I'm uncertain what you think I've done or what line you think I've crossed.
But that's illustrative of the point of this interaction we're discussing in the game. A thinks B has crossed a line while B is unaware that there was a line or that they crossed it. So, should the behavior of A be constrained by this or is it irrelevant. The point of the game is to emulate a real world, with real people who act and react in real ways. People with vast amounts of power use that power to stomp on "lesser people" every day. Ruining lives and often times ending them.
There is a difference between not having plot armor and not doing something in character to provoke nearly getting your PC killed.
Which Marisha did. She provoked a very powerful person by not kowtowing to him. She treated herself as his equal, which to most...if not all...very powerful people is the one unforgivable sin. She was warned, repeatedly, by both NPCs in the scene...and yet she persisted. There's nothing arbitrary about it. She had multiple opportunities to stop, but didn't. If that's how Marisha is going to play Murray in the schemer's group, she's going to need her backup character ASAP.
Ostensibly, this is still a game. Those were some hidden dragons. Marisha was bantering. I can’t think of anyone in a game situation who would’ve thought of that as perpetuating an attack, particularly when there is that big a power discrepancy.
Brennan's NPC clearly thought it was an affront worthy of death. If running that NPC in that situation, I can't say I do anything differently. Yes, it's still a game. But, importantly, it's a game about emulating a real world with real people living in it. If your 3rd-level character steps up to a dragon and taunts it, it's going to kill you. Simple as.
In any normal game, it would be considered unfair.
No. You consider it unfair. To me this is normal. To you it's clearly not. To the majority of OSR/NSR games, this is normal. This is how you run a living, breathing world.
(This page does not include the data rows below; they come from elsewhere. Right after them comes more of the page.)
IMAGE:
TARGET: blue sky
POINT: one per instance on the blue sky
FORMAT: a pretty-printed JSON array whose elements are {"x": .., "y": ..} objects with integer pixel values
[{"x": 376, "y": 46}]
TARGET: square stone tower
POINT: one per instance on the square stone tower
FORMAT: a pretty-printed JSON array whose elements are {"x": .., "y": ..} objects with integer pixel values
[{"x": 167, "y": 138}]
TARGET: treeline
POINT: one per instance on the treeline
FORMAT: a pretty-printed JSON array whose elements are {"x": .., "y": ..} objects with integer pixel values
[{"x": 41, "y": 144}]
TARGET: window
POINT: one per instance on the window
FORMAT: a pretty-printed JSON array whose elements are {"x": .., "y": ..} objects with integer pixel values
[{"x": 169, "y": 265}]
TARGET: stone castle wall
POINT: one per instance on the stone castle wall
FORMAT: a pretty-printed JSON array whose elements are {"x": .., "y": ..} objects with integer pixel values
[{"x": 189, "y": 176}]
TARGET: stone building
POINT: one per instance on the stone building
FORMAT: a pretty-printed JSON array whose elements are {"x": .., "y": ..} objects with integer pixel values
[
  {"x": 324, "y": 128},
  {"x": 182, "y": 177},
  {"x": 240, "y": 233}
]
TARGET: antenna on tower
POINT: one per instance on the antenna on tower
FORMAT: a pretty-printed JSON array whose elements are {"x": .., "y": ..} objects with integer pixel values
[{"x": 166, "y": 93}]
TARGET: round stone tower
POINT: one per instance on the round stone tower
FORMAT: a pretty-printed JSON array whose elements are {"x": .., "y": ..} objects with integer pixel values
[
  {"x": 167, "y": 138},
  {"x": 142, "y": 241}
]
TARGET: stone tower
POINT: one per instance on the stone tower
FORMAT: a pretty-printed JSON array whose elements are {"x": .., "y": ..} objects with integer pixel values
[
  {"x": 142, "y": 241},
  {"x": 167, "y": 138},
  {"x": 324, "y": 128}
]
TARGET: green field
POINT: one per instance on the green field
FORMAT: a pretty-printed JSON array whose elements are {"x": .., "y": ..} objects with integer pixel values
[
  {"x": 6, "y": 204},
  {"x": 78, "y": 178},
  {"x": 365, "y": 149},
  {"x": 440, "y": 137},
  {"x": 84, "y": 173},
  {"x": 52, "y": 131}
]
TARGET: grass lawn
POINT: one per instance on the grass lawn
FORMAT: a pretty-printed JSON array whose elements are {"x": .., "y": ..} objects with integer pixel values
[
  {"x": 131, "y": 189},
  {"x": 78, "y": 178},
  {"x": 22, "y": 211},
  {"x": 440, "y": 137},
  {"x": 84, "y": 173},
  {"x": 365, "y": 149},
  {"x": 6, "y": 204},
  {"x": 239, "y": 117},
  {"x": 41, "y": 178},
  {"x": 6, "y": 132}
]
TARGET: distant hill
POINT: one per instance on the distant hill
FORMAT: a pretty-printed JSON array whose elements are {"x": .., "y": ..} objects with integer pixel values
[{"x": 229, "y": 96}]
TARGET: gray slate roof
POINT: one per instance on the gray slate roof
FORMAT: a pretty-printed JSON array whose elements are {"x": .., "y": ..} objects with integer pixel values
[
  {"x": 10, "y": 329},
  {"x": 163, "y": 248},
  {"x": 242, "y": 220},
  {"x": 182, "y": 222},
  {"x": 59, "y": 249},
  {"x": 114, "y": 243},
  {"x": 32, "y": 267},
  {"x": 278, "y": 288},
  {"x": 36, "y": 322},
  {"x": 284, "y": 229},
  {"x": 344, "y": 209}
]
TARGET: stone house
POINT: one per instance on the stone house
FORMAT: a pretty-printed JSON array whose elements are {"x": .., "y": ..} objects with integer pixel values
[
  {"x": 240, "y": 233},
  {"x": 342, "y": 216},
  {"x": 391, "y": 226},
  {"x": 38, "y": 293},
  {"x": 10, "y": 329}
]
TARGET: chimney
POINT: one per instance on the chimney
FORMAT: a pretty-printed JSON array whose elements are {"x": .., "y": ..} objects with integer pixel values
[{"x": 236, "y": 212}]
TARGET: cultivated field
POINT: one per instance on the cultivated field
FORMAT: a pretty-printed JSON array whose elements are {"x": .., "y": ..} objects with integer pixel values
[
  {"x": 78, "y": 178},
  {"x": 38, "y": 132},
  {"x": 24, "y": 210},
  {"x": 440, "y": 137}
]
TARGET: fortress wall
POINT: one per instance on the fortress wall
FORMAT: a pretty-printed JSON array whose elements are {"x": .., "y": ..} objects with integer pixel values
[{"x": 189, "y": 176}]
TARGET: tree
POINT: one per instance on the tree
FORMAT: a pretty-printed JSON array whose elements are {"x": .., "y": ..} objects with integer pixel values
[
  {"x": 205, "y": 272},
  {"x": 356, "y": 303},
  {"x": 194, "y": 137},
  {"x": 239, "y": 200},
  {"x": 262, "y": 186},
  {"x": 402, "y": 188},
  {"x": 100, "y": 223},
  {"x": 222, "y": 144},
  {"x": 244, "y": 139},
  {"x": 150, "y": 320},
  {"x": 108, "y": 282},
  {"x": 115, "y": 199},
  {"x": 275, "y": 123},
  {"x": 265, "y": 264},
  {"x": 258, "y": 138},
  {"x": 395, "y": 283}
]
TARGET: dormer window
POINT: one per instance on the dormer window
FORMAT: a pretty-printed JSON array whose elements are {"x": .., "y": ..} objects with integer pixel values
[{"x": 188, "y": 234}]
Now, personally, I don’t think that the PCs don’t have some level of plot armor in the prologue. The gang heading to the tavern and nearly getting trounced by rogues sure seemed to have some level of plot armor as evidenced by the timely arrival of Vaelus. And while Teor was in trouble, my guess is he wouldn’t have died in that scene given some of the nature of gods and afterlife that we know so far. Critical Role is not a “normal game”. Critical Role is for entertainment, with players who know they need to perform for an audience, and the story needs certain beats to provide that entertainment. But as mentioned before, if someone were to do that in their own non-audience, non-actual play game, it would probably produce a different effect for the players; not one of joy.
But you do you.
The above only makes my point for me. It's entertainment first, game with friends a distant second...if it's on the list at all. So it follows the rules of all other entertainment, like say Game of Thrones. You wouldn't say any of the deaths in Game of Thrones were unfair...or you'd say all the deaths in Game of Thrones were unfair. I don't know. All's fair in love and war.
But, even considering all that, this is exactly the kind of verisimilitude that sparks joy in a large group of gamers. Myself included. Again the majority if not the whole of the OSR/NSR scenes want exactly this. Anyone who's interested in story over game would likely get a kick out of it. Etc.
You don't want it in your games. Big difference.